With this main argument, he puts forth an epistemological case for why we need a shift in understanding human agency, in order to save the planet and avoid the demise of our species.

The artificial is nature. Both terms are problematic, but this should suffice as a corrective to the current discourse. Our species is a result of the co-evolution with our ancient automated landscapes. He borrows from evolutionary thinking and descriptive facts about nature, to weave an imperative to humans, sentient as we are, to understand the artificial as natural processes, and with this premise, edge closer to a planetary-scale artificial program to terraform our own planet and away from the hostile climate which ironically the very same practice has built.

And so, he writes:

There is chemistry, abstraction and phase change, pattern and then collapse, and other things besides. Biology returns — but so does geology.

The observational tenacity of biopolitics will shift from human bodies, action, and opinions as disciplined vessels of sovereign voice to flows of biochemisry and energy…

Following the shift towards concepts in physics, one of his main assumption for this research program, in fact, interlocks with that from the field of astrobiophysics: the planet is artificially sentient.

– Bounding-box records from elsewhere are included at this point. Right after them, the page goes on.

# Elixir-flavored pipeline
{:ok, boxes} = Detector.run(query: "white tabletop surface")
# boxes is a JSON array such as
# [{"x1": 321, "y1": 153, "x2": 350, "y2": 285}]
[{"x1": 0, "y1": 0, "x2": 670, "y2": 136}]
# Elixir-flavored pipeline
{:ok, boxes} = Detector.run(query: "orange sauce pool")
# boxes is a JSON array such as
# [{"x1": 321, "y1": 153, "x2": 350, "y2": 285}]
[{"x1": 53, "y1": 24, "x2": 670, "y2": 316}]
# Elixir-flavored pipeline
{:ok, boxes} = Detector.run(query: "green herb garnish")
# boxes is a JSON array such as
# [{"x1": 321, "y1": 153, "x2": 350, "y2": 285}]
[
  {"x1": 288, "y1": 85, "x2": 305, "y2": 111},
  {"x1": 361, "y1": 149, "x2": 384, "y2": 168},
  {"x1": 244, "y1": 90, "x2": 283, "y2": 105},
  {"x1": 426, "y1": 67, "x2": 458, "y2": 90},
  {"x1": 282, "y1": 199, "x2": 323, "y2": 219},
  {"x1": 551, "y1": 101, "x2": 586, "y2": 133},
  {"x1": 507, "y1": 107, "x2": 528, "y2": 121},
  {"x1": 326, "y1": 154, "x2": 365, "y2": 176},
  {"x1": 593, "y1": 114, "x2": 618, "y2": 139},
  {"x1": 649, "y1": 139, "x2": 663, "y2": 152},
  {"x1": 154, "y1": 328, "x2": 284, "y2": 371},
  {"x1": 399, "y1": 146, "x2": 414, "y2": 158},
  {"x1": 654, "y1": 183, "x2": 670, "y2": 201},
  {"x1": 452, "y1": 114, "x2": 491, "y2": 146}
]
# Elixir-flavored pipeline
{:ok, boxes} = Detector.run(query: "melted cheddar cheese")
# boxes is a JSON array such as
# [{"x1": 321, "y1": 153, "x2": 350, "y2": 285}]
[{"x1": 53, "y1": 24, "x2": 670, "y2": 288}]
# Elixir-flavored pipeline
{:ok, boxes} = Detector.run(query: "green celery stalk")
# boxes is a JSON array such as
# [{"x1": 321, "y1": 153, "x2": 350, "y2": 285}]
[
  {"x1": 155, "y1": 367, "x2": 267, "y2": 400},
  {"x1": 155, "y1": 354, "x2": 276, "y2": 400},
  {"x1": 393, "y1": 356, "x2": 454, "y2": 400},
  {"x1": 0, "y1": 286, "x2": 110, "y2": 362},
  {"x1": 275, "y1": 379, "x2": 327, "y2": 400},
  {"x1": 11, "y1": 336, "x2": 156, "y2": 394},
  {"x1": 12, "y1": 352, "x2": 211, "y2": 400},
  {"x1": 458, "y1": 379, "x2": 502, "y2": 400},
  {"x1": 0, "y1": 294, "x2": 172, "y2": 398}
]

Elsewhere, astrobiologist Sara Walker had an amazing podcast with Sean Carroll, and refers terraforming here to:

… in some sense the biosphere could reproduce itself, but in order to reproduce it would have to emerge a technological civilization that moved off-planet and terra-formed another planet to look exactly like our planet. And then you could think about planets as a whole, reproducing themselves.

To Walker, our biosphere counts as a unit of life.

Cross-planetary terraformation represents the reproducibility of our biosphere. Any fully mature biosphere can generate sufficiently advanced beings to develop the ability to migrate beyond the biosphere and alter other planets to allow their own form of life to exist on the surface.

I found this an elegant proposal, a repackaging of the ways we come to know our Blue Marble, the Earth.

Synergized with Walker's concept, could the terraformation of our own planet, thus, signify, a rebirth? A second chance at a newer biosphere, and, Life?


Terraformation could be a site in which the disciplines of cultural studies, origin of life, chemistry, biology, physics, converge.

Powerful terraforming enterprises in human history are tied to the cumulative force of capitalism and colonialism, linking resource extraction to industrial agriculture and urbanization.

Can the planetary-scaled engineering ameliorate hostile climate in which we live in? Can we re-invoke the recursive practice rooted in patterns of nature in terraforming thus re-engineering our earth? Re-orienting our evils require a shift in intention.